|Institution:||Mississippi State University|
|Department:||Education, College of|
|Keywords:||community development; grassroots organization; non-core county; structural constraints; transformative learning|
|Full text PDF:||http://sun.library.msstate.edu/ETD-db/theses/available/etd-03242015-204651/|
This dissertation assesses the impact of structural constraints to participation on residents of a rural, non-core county and members of a local grassroots organization in conjunction with the measurement of grassroots members for the presence of transformative learning. This study was motivated by three research questions: (1) To what extent may the presence of structural constraints to participation in community action activities be found in the adult residents of a rural, non-core county? (2) To what extent may the presence of structural constraints to participation in community action activities be found in members of a local grassroots organization? (3) How many members of a local grassroots organization show evidence of the 10 phases found in transformative learning?
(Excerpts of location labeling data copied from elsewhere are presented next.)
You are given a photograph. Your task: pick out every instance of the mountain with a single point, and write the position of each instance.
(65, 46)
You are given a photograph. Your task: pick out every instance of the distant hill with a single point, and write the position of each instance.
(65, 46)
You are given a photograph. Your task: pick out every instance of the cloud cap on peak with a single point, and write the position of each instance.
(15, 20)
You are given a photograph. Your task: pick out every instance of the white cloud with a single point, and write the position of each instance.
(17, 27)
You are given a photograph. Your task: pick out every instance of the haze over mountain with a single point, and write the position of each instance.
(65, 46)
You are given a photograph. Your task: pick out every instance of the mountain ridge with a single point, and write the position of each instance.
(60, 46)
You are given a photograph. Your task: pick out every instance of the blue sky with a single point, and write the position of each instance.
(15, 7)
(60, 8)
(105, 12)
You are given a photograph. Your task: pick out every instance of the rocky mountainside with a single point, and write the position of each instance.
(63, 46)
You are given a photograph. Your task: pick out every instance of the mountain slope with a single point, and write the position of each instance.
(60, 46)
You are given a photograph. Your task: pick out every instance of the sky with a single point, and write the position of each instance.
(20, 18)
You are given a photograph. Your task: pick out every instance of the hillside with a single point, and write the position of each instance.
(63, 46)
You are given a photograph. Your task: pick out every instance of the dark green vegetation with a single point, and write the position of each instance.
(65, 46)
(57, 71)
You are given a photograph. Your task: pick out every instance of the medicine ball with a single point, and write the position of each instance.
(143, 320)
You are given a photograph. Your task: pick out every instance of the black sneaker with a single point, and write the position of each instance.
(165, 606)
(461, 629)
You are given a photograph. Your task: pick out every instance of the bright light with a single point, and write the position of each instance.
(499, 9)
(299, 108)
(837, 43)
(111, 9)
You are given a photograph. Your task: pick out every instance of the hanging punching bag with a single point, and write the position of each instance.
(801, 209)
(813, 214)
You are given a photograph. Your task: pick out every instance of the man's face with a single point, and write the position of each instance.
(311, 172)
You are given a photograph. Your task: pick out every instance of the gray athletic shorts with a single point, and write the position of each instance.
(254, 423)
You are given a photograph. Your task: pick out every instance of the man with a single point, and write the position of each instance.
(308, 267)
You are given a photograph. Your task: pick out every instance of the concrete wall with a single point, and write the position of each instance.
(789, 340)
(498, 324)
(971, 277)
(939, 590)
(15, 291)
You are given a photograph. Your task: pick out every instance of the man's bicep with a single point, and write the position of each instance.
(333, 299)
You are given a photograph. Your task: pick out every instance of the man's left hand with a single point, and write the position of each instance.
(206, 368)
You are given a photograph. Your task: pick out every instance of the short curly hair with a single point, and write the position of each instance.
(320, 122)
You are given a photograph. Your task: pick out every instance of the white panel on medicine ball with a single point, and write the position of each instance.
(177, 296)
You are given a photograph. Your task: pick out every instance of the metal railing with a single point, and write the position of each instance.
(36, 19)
Theoretical foundations for this work are based upon the following research; Theodoris (2008) analysis of structural constraints to participation in community action activities; Mezirows (2009) development of transformative learning theory in adult populations; and Kings (2009) Learning Activities Survey as a measurement of transformative learning. Purposefully obtained data were collected from the general population to establish a measurement of structural constraints to participation. Within the grassroots organization, survey data were used to determine the presence of structural constraints to participation and transformative learning. The findings utilizing regression analysis suggest significance for structural constraints to participation in the general population is minimal, and not significant at all in members of the grassroots organization. Transformative learning in members of the grassroots organization was confirmed by significance for 5 of the 15 variables analyzed. The results were contrary to expectation; yet, these conclusions do contain important implications for those involved in community development.